Not knowing either Montini or Margotti I have no greater preference for one than for the. I leave Your Excellency in complete freedom. Send me a intelligent young man, of good character and as soon as possible, and I will be content.

Pizzardo was notoriously slow and no secretary was to be had for another three months. On 24 April, Lauri wrote again, this time asking for Margotti:

Father Genocchi spoke so well to me of Monsignor Margotti that I believe that he would be most useful to this Nunciature, especially for his knowledge of Polish.

Possibly this dispatch or further pressure for the rival finally induced Pizzardo to send his protégé Montini to Warsaw. Montini’s personnel file in the nunciature’s archives has been completely emptied except for a single folio, a telegram send to Nuncio Lauri on 6 June 1922:

I will arrive Wednesday evening at 8:00 pm. Regards. Montini

During his service, Montini does appear to have been mentioned in any of the official dispatches to the secretariat of state, at least not those drafts currently found in the Warsaw Nunciature’s archives. He was mentioned briefly by Monsignor Chiarlo in connection with the affair of the return of the return of Metropolitan Sheptytsky to Lviv.

On 14 September 1923, Chiarlo wrote that, in his absence, Montini had annswered the telephone call from the Polish Ambassador to the Holy See, informing the nunciature that an agreement had been reached allowing Sheptytsky to return to his see.

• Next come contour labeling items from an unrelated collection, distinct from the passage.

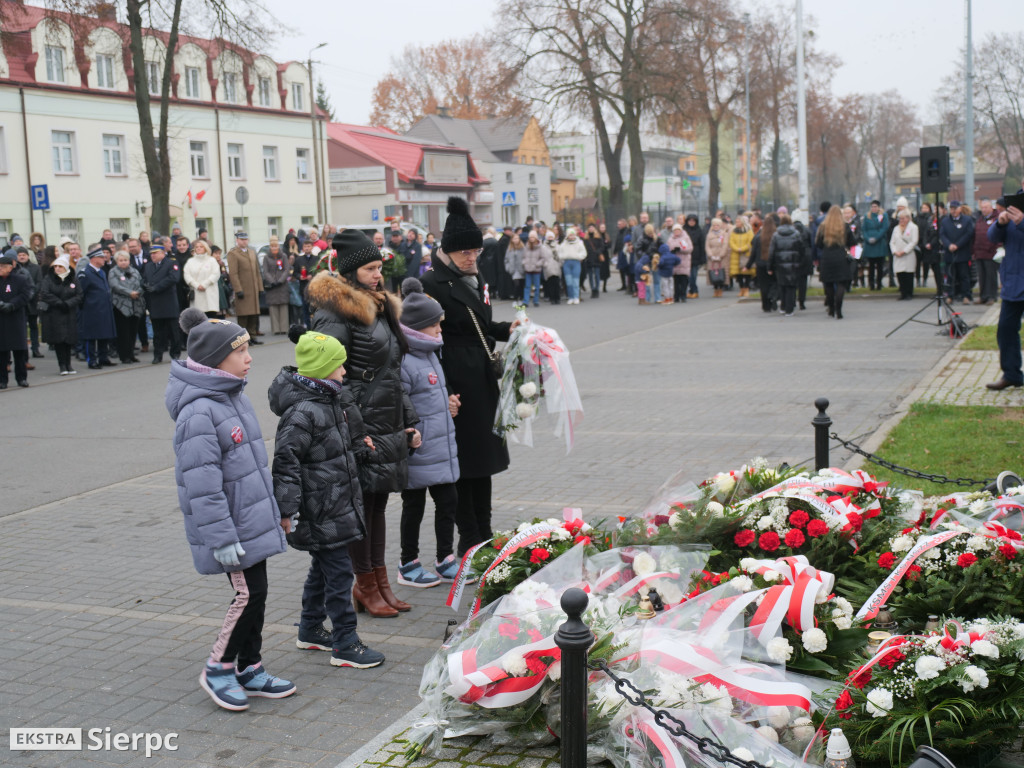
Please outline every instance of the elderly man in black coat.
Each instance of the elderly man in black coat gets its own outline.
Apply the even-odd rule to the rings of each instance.
[[[14,271],[17,255],[7,251],[0,256],[0,389],[7,388],[7,366],[14,355],[14,379],[19,387],[29,386],[29,345],[25,338],[27,308],[34,288],[22,271]]]
[[[509,324],[492,318],[490,299],[484,294],[476,266],[483,236],[470,217],[466,201],[449,198],[447,212],[441,247],[422,282],[424,292],[444,309],[441,366],[450,392],[460,398],[455,436],[459,447],[456,522],[461,558],[473,545],[490,539],[490,477],[509,466],[505,440],[492,431],[499,394],[492,357],[496,342],[508,341],[518,321]]]
[[[145,304],[153,322],[153,365],[164,361],[164,352],[168,346],[171,358],[177,359],[181,354],[181,346],[174,326],[178,322],[178,283],[181,281],[181,267],[173,258],[169,258],[162,246],[153,246],[150,250],[150,261],[142,267],[142,291],[145,294]]]

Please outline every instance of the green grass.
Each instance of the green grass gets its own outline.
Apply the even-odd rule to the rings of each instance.
[[[938,406],[914,403],[874,453],[883,459],[930,474],[947,477],[995,477],[1005,469],[1024,470],[1024,411],[995,406]],[[916,480],[866,463],[880,479],[916,488],[925,496],[975,490]]]

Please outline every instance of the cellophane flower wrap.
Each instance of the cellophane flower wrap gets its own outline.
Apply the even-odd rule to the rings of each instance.
[[[505,345],[495,434],[534,445],[534,422],[546,414],[556,437],[572,450],[575,428],[583,420],[583,401],[569,364],[569,351],[553,328],[539,326],[516,307],[519,326]]]

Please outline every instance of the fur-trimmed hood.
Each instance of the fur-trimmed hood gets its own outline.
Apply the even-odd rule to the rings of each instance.
[[[401,316],[401,299],[388,291],[383,292],[394,308],[395,316]],[[345,317],[371,326],[377,317],[378,306],[369,291],[353,288],[342,278],[336,278],[330,272],[321,272],[309,282],[307,296],[309,303],[318,309],[334,312],[339,317]]]

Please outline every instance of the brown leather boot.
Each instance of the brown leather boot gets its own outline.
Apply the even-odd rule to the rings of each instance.
[[[371,573],[356,573],[355,584],[352,585],[352,603],[355,605],[355,612],[361,613],[366,610],[370,615],[377,618],[394,618],[398,611],[384,602],[380,590],[377,588],[377,577]]]
[[[380,591],[381,597],[384,598],[384,602],[403,613],[407,610],[413,609],[412,605],[394,596],[394,593],[391,591],[391,583],[387,580],[386,565],[374,568],[374,577],[377,579],[377,589]]]

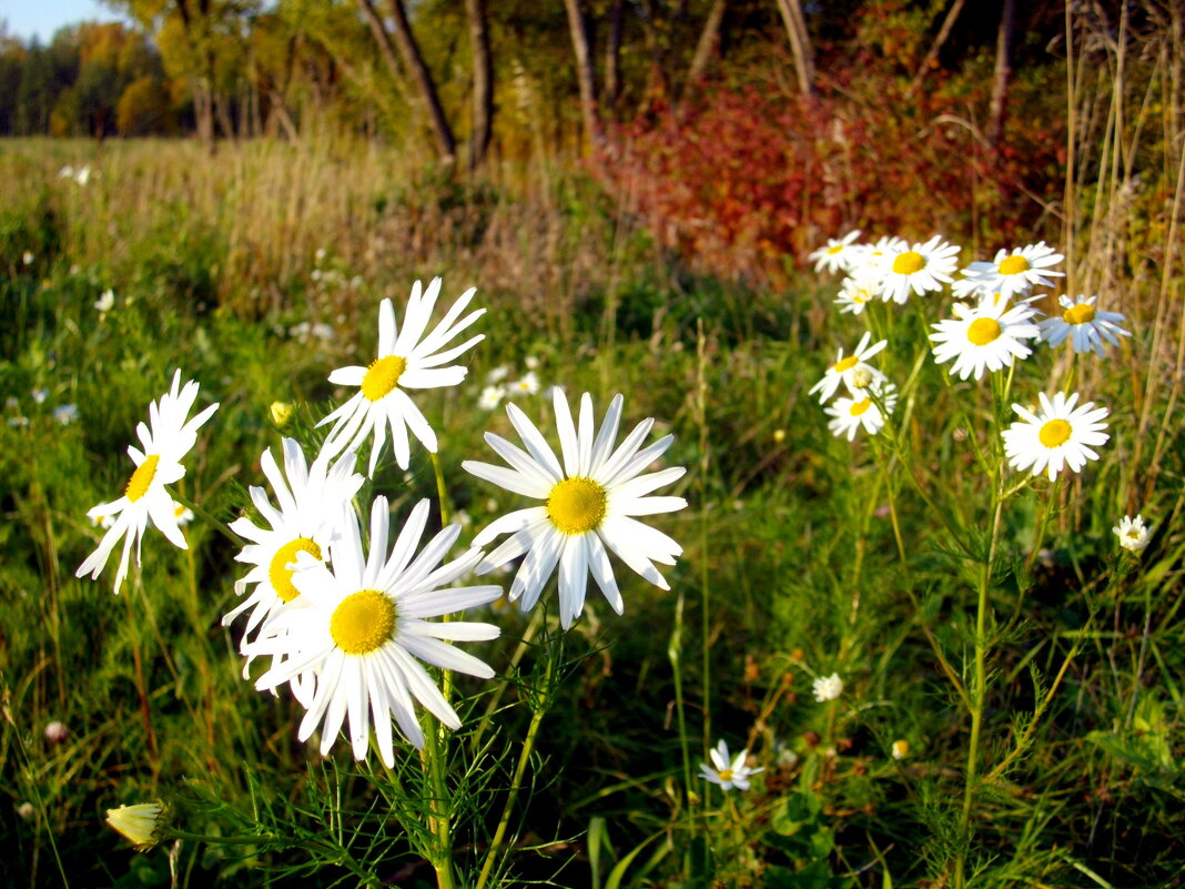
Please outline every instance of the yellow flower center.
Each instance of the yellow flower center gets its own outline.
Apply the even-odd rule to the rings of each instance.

No further news of Montini occurs until after his departure. The following letter from Lauri to Pizzardo, dated 11 October 1923, sheds much light on what had occurred to warrant the recall of the young ecclesiastical adept:

Yesterday don G. B. Montini departed for Italy, authorized to return to Rome by the telegram of the 2nd current of this Secretariat of State. As soon as I arrived in Warsaw, I discovered that, on the previous day, Don Montini had been visited by house doctor, Mr. Markiewicz, who is well known to Holy Father. The Auditor [Chiarlo] questioned this doctor if he believed the harsh winter in Warsaw could be dangerous for Don Montini. He replied that he was healthy in body but, at the same time, he had discovered that his heart had not developed in proportion to the body, which was the cause of the ailments that Don Montini felt from time to time. Despite this, he considered that Don Montini, if he did not expose himself by leaving the house on the coldest and windiest days or during cold rain, could endure without danger even the most terrible days of winter in this capital.

Still, from what I was able to learn myself on my return to Warsaw, I also shared the opinion of Dr. Markiewicz. However, according to that which had been agreed with Your Most Reverend Excellency, I thought to obtain the opinion of another physician, a specialist in heart diseases. An appointment had already been made when he received the aforementioned telegram, which made further investigation unnecessary. I am happy to report that I was and am happy with the performance of the young Don Montini, who proved to be intelligent, hard working, pious, polite, and educated, just as Your Excellency so rightly had described him to me.

Lauri then asked for Carlo Margotti once more but Margotti was destined to remain in the Oriental Congregation until 1930.

These dispatches appear to contradict the hypothesis that Lauri, somehow dissatisfied with Montini’s work, had asked Pizzardo to recall him. The documents removed from Montini’s personnel file would shed further light on the topic but they will not likely be made available for consultation for many years to come, if at all.